Minimal reproducible example
You can run this quick test on Google Colab, if you don’t have a GPU on your local machine.
- From the Google Colab “Runtime” menu, click “Change Runtime Type” and check the runtime type is set to “GPU”.
- Install cupy into the notebook environment. Copy-paste
!pip install cupy-cuda11x
into a notebook cell and execute it.
I used this docstring example to make a minimal, reproducible test.
It works as expected with a numpy backed dask array:
import dask.array as da
import numpy as np
def outer_product(x, y):
return np.einsum("i,j->ij", x, y)
a = da.random.normal(size=(20,30), chunks=(10, 30))
b = da.random.normal(size=(10, 1,40), chunks=(5, 1, 40))
c = da.apply_gufunc(outer_product, "(i),(j)->(i,j)", a, b, vectorize=True)
c.compute().shape
# Expected output: (10, 20, 30, 40)
# Works as expected
Fails with a cupy backed dask array:
import dask.array as da
import cupy as cp
def outer_product(x, y):
return cp.einsum("i,j->ij", x, y)
data_a = cp.random.normal(size=(20,30))
a = da.from_array(data_a, chunks=(10, 30))
data_b = cp.random.normal(size=(10, 1,40))
b = da.from_array(data_b, chunks=(5, 1, 40))
c = da.apply_gufunc(outer_product, "(i),(j)->(i,j)", a, b, vectorize=True)
c.compute().shape
# Expected output: (10, 20, 30, 40)
# TypeError: Implicit conversion to a NumPy array is not allowed. Please use `.get()` to construct a NumPy array explicitly.

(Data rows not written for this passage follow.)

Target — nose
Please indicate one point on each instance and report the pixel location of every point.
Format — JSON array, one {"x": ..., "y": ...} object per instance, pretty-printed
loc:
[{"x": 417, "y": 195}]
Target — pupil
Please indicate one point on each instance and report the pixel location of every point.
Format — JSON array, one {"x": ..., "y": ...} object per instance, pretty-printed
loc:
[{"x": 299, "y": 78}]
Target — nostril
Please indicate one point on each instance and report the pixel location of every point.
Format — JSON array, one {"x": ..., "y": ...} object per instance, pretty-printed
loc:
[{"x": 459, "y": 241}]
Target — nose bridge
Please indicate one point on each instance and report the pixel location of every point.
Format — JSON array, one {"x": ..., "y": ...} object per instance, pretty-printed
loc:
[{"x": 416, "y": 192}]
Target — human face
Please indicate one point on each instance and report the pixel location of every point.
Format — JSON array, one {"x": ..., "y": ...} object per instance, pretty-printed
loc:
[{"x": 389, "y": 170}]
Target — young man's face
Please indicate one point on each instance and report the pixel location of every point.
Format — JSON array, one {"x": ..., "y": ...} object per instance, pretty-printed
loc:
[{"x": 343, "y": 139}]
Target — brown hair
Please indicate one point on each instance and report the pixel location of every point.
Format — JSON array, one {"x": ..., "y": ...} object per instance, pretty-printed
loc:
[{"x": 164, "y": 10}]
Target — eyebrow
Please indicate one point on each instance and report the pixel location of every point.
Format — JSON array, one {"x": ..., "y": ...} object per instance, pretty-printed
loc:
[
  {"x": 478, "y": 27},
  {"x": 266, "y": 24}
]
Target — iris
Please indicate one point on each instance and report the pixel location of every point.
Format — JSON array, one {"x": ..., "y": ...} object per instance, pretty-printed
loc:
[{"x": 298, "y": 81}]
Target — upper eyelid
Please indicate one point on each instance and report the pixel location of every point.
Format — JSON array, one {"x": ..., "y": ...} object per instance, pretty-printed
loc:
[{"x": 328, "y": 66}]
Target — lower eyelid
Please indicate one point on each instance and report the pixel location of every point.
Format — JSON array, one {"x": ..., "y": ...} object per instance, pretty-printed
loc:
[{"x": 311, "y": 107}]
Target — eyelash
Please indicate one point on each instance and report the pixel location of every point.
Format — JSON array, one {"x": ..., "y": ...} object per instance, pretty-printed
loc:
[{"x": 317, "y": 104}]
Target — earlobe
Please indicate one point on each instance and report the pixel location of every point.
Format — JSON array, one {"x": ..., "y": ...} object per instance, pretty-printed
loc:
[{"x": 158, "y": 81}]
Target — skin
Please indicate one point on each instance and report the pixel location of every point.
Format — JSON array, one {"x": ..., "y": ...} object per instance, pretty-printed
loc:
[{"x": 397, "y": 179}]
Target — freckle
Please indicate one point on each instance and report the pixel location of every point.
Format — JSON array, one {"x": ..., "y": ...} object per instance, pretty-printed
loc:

Notably, this other docstring example does work with a dask array containing cupy chunks. This example does not use the vectorize
keyword argument, which is probably why we don’t see the problem here.
Hypothesis
There are several lines in dask/array/gufunc.py that have numpy specific functions
(np.vectorize
and np.newaxis
, see here, here, and here). These lines might be causing this problem for dask arrays containing cupy chunks.
What we’ve tried so far
To test this idea, I tried switching out the np.vectorize
functions for the cupy.vectorize
function.
Unfortunately, cupy gives me this error:
NotImplementedError: cupy.vectorize does not support `signature` option currently.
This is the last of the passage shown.